Synthesis and thermoelectric properties of high-entropy half-Heusler MFe1-xCoxSb (M = equimolar Ti, Zr, Hf, V, Nb, Ta)

The application of the high-entropy concept has generated many interesting results for both alloys and ceramics. However, there are very few reports on high entropy thermoelectric materials. In this work, a single phase high-entropy half-Heusler compound MFe1-xCoxSb with 6 equimolar elements (Ti, Zr, Hf, V, Nb and Ta) on the M site was successfully synthesized by a simple method of mechanical alloying, and the single phase was maintained after densification by spark plasma sintering. The multi-elements are homogenously distributed in the samples. The samples are stable and there is no phase separation after annealing at 1073 K in argon for 72 h, which could be attributed to their high configurational entropy. Due to the phonon scattering introduced by multi-elements, the lattice thermal conductivity is largely sup-pressed with a lowest value of similar to 1.8-1.5 Wm(-1)K(-1) (300-923 K) for MCoSb. By adjusting the Fe/Co ratio, the samples can show both n-type and p-type semiconductor behavior. Maximum zT values of 0.3 and 0.25 are achieved for n-type MCoSb and p-type MFe0.6Co0.4Sb, respectively.
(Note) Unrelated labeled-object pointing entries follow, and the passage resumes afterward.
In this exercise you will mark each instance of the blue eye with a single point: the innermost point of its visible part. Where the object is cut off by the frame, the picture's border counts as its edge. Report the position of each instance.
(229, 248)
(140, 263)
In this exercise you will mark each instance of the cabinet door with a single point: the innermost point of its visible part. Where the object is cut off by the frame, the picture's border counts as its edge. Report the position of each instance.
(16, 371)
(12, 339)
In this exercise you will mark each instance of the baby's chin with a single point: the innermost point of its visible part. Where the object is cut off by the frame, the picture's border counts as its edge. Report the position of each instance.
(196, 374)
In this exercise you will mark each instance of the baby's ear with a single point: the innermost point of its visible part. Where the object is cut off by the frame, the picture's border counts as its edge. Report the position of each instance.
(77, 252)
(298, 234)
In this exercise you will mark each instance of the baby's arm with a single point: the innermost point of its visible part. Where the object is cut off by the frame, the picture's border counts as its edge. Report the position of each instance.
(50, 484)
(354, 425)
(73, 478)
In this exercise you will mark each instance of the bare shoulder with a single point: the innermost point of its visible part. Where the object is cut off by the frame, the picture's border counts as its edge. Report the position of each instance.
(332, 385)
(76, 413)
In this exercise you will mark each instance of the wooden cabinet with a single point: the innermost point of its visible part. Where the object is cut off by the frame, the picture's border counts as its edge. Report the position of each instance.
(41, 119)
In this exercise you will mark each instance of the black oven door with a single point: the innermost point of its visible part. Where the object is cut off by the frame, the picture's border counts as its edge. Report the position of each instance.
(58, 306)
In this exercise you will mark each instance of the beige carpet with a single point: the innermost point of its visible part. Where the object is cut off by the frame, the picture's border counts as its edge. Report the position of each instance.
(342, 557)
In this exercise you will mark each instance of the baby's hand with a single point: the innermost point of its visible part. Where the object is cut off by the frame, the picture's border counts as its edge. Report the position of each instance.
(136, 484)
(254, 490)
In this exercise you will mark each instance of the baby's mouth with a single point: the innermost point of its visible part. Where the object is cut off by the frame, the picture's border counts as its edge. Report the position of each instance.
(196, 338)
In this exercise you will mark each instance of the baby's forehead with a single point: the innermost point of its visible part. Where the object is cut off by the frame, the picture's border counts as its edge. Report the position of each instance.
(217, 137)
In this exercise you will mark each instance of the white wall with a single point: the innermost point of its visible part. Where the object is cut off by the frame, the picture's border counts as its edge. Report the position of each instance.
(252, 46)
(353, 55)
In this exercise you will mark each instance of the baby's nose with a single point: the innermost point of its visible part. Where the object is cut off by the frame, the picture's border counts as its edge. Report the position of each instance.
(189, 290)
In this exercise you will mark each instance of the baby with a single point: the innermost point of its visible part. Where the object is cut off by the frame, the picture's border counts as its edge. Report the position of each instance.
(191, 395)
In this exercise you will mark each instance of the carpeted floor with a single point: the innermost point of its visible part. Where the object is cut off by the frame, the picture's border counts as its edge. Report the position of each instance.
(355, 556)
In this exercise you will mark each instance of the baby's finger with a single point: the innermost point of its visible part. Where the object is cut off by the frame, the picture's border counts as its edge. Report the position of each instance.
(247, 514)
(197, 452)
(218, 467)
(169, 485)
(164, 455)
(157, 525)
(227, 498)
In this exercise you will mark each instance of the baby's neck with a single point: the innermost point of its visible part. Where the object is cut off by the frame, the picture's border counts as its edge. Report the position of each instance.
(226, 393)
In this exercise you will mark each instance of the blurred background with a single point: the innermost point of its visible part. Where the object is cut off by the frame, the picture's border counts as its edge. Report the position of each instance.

The results suggest that the high-entropy concept is a promising strategy to extend the composition range and tune the thermoelectric properties for half-Heusler materials, which could potentially be applied in other thermoelectric materials. (C) 2021 Elsevier B.V. All rights reserved.

Automated summary

The successful synthesis of a single-phase high-entropy half-Heusler compound through mechanical alloying and spark plasma sintering allows for a homogeneous distribution of multiple elements in the samples. The stability of the samples, as well as the ability to exhibit both n-type and p-type semiconductor behavior by adjusting the Fe/Co ratio, indicate the promising potential of the high-entropy concept in extending composition range and tuning thermoelectric properties for half-Heusler materials.